Стоя на коленях прямо на земле, Эмма выдергивала пучки пожелтевшей сухой травы. Рядом с ней Дэниэл рыхлил почву небольшой тяпкой.
— Я планировал заняться этим, пока Ндугу в отъезде, — сказал Дэниэл. — Без него я не могу продолжать полевые исследования и поэтому решил, что это хорошая возможность привести в порядок грядки. — Взглянув на Эмму, он улыбнулся и добавил: — Но я не ожидал, что кто-то придет мне на помощь.
— А я тоже приехала сюда совсем не для того, чтобы прохлаждаться, — улыбнувшись в ответ, заявила Эмма. — И я совсем не против, — поспешила добавить она. — Для меня это что-то новое. Я ведь живу в городе, в квартире на третьем этаже, — продолжала она, протягивая руку к очередному засохшему растению.
Было какое-то наслаждение в ощущении того, как хватка корней ослабевает и они в конце концов расстаются с почвой. Сначала Эмма пришла в замешательство от просьбы Дэниэла помочь ему с прополкой заброшенного огорода рядом с кухней, но сейчас она могла точно сказать, что такая работа ей по нраву. Перед тем как приступить к работе, она предусмотрительно надела пару своих силиконовых перчаток, ибо знала, что здесь вполне могла быть туберкулезная палочка, — но перчатки продержались недолго. После того как она их сняла, ее руки вмиг покрылись серой пылью. Перестав беспокоиться о насекомых, которые могли ее укусить, и об инфекциях, Эмма почувствовала удовольствие от свободных движений своих рук и от прикосновений к мягкой рассыпчатой почве. Не прекращая работу, она перевела взгляд со своих рук на руки Дэниэла. Они представляли странный контраст по сравнению с ее собственными руками. На ее коже пыль оседала серым слоем, в то время как на его темных руках она выглядела бледной.
— Как здесь может что-то вырасти? Даже в глубоких слоях почва сухая-пресухая.
— Раз в год бывает сезон дождей, а в остальное время их нужно поливать. Здешним растениям этого хватает. Но я быстро забываю о поливе, и они, к сожалению, все у меня засыхают. — В голосе Дэниэла слышался упрек самому себе.

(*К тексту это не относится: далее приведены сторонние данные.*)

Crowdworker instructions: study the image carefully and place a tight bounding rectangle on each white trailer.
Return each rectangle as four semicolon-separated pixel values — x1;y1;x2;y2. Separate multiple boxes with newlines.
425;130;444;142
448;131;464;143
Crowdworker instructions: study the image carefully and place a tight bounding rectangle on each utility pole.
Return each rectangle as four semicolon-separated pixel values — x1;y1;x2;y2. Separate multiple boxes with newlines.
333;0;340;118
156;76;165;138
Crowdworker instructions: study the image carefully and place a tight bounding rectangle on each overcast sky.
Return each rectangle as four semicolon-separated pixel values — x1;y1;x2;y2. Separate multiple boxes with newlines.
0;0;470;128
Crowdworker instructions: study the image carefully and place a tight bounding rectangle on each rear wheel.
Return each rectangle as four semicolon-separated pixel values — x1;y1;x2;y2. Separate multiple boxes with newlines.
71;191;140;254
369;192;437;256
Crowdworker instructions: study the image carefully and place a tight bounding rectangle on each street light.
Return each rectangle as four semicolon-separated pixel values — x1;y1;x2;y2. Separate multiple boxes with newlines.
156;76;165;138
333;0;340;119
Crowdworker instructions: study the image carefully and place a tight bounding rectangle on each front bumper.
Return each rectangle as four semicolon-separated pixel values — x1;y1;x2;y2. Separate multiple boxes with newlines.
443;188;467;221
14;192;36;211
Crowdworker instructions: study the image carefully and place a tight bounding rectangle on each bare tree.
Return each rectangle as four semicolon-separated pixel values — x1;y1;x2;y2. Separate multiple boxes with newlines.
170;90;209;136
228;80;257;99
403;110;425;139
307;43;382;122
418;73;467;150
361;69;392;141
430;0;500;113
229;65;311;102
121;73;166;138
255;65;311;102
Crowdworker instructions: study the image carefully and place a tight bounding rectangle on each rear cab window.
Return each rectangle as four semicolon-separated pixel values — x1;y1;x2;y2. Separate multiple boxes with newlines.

— Ну, я надеюсь, что теперь вы будете о них заботиться как следует, — поддразнила его Эмма. — После моих-то стараний!
Дэниэл улыбнулся.
— Как только увижу, что растения начинают засыхать, я сразу же вспомню о вас и прямиком побегу за лейкой.
При этих словах рука Эммы замерла над небольшим пучком травы. Она опустила взгляд, стараясь скрыть от Дэниэла, насколько ей приятно слышать, что о ней будут вспоминать. «Я слишком много времени провела одна, — подумала Эмма. — Поэтому мне так хочется внимания».
Они продолжили работу, каждый в своем ритме, вырывая из почвы засохшие растения и бросая их в тачку. Время от времени поднимая голову, они встречались взглядами. На лице Дэниэла было выражение легкого удивления, как будто он никак не мог привыкнуть к присутствию этой белой женщины у себя в огороде. Но Эмма видела, что это приятное удивление. Он, несомненно, был рад ей.